When organizations seek a data discovery solution, they should evaluate tools based on their ability to offer enterprise-grade features such as data quality, security and encryption, version control, and auditing. But be warned—visualizations are a component of some of the leading-edge data discovery solutions on the market today, but not all visualization tools include essential data quality, security, and auditing features. Nor do all tools offer the ability to quickly move from finding insights to deploying applications based on these insights to improve decision- making or field operations. Operationalizing insights is the secret ingredient for success.
Regarding data quality, information must be reliable in order to trust the analytics and resulting visualizations. However, many data discovery tools erroneously assume that the enterprise’s data is clean and lack any built-in functionality to ensure the accuracy of the underlying information. Enterprises that rely on these standalone tools emphasizing visualization over data quality run the risk of creating an environment in which their decisions are based on untrustworthy or unsubstantiated information. Uncertainty behind data visualizations and rogue dashboards can prevent an organization from arriving at the ultimate goal, which is a single view of the truth as told by the data.

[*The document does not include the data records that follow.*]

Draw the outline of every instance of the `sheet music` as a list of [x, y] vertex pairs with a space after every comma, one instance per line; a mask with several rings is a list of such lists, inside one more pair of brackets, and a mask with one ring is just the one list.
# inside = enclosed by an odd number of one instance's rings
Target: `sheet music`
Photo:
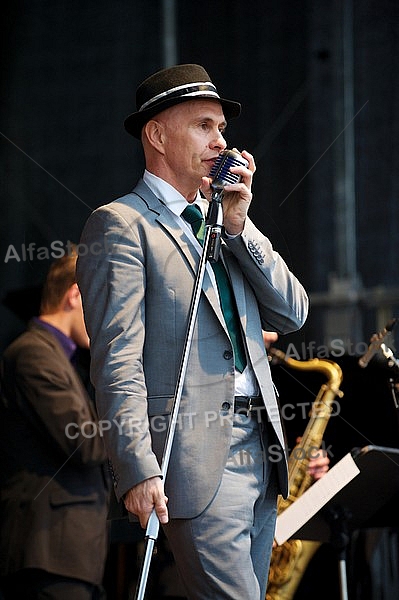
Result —
[[275, 539], [283, 544], [360, 473], [349, 453], [277, 517]]

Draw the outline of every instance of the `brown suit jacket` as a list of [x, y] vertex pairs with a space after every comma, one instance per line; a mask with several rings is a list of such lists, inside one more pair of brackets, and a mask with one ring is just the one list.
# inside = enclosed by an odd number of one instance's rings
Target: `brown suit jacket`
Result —
[[101, 583], [105, 453], [97, 427], [93, 437], [81, 427], [97, 419], [79, 376], [32, 322], [4, 353], [1, 387], [0, 573], [40, 568]]

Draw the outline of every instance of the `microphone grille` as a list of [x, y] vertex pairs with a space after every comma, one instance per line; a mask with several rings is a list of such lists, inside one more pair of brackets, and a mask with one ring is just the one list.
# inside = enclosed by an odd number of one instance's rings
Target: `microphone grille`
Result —
[[213, 165], [209, 177], [213, 179], [212, 188], [223, 188], [225, 185], [238, 183], [240, 175], [230, 173], [230, 167], [248, 166], [248, 161], [241, 156], [239, 152], [234, 150], [223, 150], [218, 156]]

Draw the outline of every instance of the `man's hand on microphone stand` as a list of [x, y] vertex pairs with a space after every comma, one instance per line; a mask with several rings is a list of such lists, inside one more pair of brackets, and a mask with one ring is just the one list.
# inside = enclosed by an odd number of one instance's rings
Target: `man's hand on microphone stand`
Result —
[[125, 494], [126, 509], [139, 518], [140, 525], [146, 528], [148, 519], [155, 508], [160, 523], [169, 520], [163, 481], [160, 477], [150, 477], [130, 488]]

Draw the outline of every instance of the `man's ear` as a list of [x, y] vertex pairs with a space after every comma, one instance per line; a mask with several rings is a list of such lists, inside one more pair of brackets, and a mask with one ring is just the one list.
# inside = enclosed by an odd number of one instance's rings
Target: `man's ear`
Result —
[[144, 135], [151, 146], [156, 148], [158, 152], [164, 153], [165, 131], [163, 123], [151, 119], [144, 125]]
[[71, 285], [65, 294], [65, 301], [70, 310], [75, 309], [81, 302], [80, 290], [77, 283]]

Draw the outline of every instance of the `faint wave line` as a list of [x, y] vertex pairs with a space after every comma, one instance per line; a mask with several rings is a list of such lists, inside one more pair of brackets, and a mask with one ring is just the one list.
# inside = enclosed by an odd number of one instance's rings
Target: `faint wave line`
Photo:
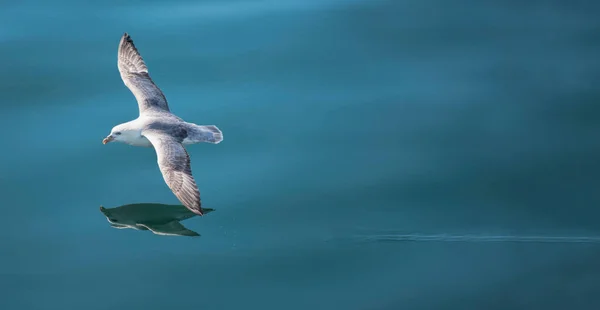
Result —
[[358, 236], [364, 242], [526, 242], [526, 243], [600, 243], [600, 236], [518, 236], [452, 234], [380, 234]]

The best platforms for data discovery have integrated data quality and master data management capabilities to ensure the quality of the underlying information on which the visualizations are based. Such tools also enable organizations to employ dynamic applications such as predictive analytics, complex ad hoc queries, social analytics, enterprise search, performance management, and others.

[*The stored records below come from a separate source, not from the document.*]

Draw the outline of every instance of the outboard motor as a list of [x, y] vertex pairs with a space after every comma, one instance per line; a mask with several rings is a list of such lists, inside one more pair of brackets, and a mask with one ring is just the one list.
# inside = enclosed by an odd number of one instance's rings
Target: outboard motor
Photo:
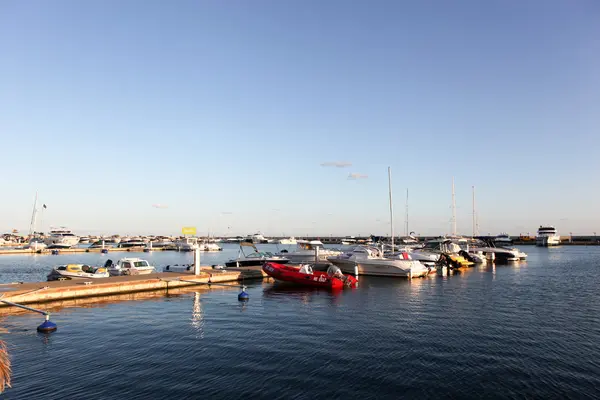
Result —
[[339, 269], [339, 267], [336, 267], [335, 265], [331, 265], [329, 266], [329, 268], [327, 268], [327, 275], [331, 278], [342, 279], [344, 277], [344, 274], [342, 274], [342, 270]]
[[110, 268], [112, 266], [113, 266], [112, 260], [106, 260], [106, 262], [104, 263], [104, 268]]
[[475, 259], [466, 251], [461, 250], [458, 252], [458, 255], [463, 256], [465, 260], [475, 262]]

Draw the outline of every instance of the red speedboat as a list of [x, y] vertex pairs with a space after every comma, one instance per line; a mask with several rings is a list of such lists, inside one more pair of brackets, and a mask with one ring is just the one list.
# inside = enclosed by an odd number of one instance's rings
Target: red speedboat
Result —
[[263, 264], [262, 270], [273, 279], [292, 282], [302, 286], [327, 289], [358, 286], [358, 280], [355, 277], [342, 274], [342, 271], [333, 265], [329, 267], [327, 272], [322, 272], [313, 271], [309, 265], [295, 268], [289, 265], [268, 262]]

These are a few examples of how BI and analytics technology have evolved. Data discovery can permit information to be consumed by all types of users in an organization more immediately and with less ambiguity by making complex data sets simple. To enable the success of this endeavor, however, it’s critical that organizations understand the role of data quality. The responsibility to choose the correct data discovery solution lies with the enterprise and how it treats its most valuable asset—its own data.
Rado Kotorov is the Chief Innovation Officer of Information Builders.